Ричард болел целую неделю. В Палестине он, как и почти все остальные крестоносцы, оказался добычей малярии, которая никогда не отступала от человека: один день все тело болело, на другой люди обливались потом и их трясло, как от холода, а на третий наступала слабость. Болезнь давно стала привычной, и многие крестоносцы называли ее «три плохих дня». Но прошли и три дня, и семь, и десять, доктора, как коршуны, собирались вокруг Ричарда, но ни один не сумел ни облегчить недомогание, ни поставить диагноз.

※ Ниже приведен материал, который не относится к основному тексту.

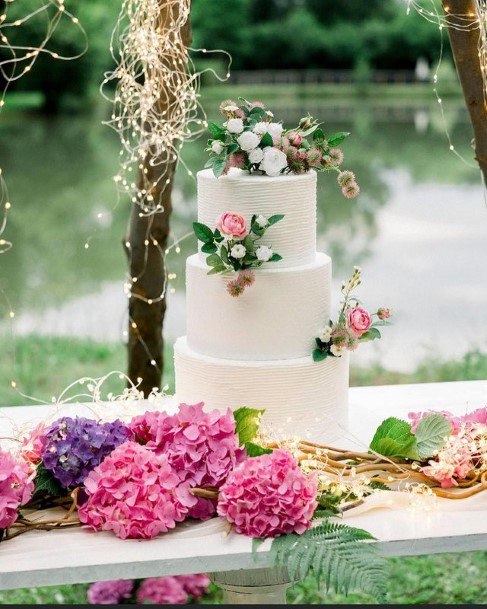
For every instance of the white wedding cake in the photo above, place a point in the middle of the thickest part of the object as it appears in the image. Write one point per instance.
(255, 350)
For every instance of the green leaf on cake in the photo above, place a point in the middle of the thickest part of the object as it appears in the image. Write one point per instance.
(393, 438)
(275, 219)
(372, 334)
(247, 423)
(431, 433)
(337, 138)
(203, 232)
(209, 248)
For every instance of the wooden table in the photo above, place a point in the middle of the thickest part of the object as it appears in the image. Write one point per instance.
(76, 555)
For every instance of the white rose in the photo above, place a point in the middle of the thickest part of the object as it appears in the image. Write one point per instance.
(260, 128)
(235, 125)
(216, 146)
(248, 140)
(261, 221)
(274, 129)
(274, 161)
(263, 253)
(238, 251)
(325, 334)
(256, 155)
(337, 351)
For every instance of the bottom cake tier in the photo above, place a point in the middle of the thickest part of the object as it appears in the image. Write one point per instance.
(300, 397)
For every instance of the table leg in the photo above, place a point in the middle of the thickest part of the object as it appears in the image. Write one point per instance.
(253, 586)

Кавалькада, посланная за королевой с приказанием доставить ее к постели мужа, прибыла в Эспан в четыре часа прекрасного летнего утра. В этот час просыпаются птицы, чтобы встретить первые лучи рассвета, и засыпают снова. Я всегда просыпалась вместе с ними и слушала их песни. В то утро сквозь птичьи голоса я услышала скрип кожи, стук подков и мужские голоса, хоть и приглушенные, но все же очень сильно нарушающие абсолютный покой занимавшегося дня. Я разбудила Беренгарию.

— Он прислал за тобой.

Да, настал ее час. В Памплоне, Бриндизи, Мессине, на Кипре, в Акре, потом в Мансе и Руане, а теперь и в Эспане она ждала — в отчаянии, нетерпении, ярости, то смиренная и терпеливая, то гордая и горевшая вызовом. И вот долгожданный момент наступил.

В шесть часов, когда солнце уже поднялось над покрытым росой миром цветов и птиц, Беренгария уехала, такая счастливая, удовлетворенная и вознагражденная за все муки, что это вызвало у меня благоговейный страх.

— Ну, вот и все, — проговорила я, возвращаясь в дом, не замечая вцепившейся в мою руку Джин и обращаясь к Блонделю, шедшему рядом, с другого бока. — Как говорят в Наварре: «Наконец-то ты идешь туда, где находится твое сердце». Дай ей Бог счастливо доехать.

— Можно и доехать, если сердце в надежном месте. Он должен выглядеть так, словно когда-то вошел в Иерусалим.

— Русалим, — эхом отозвалась идиотка, взявшая себе привычку повторять обрывки фраз и слов.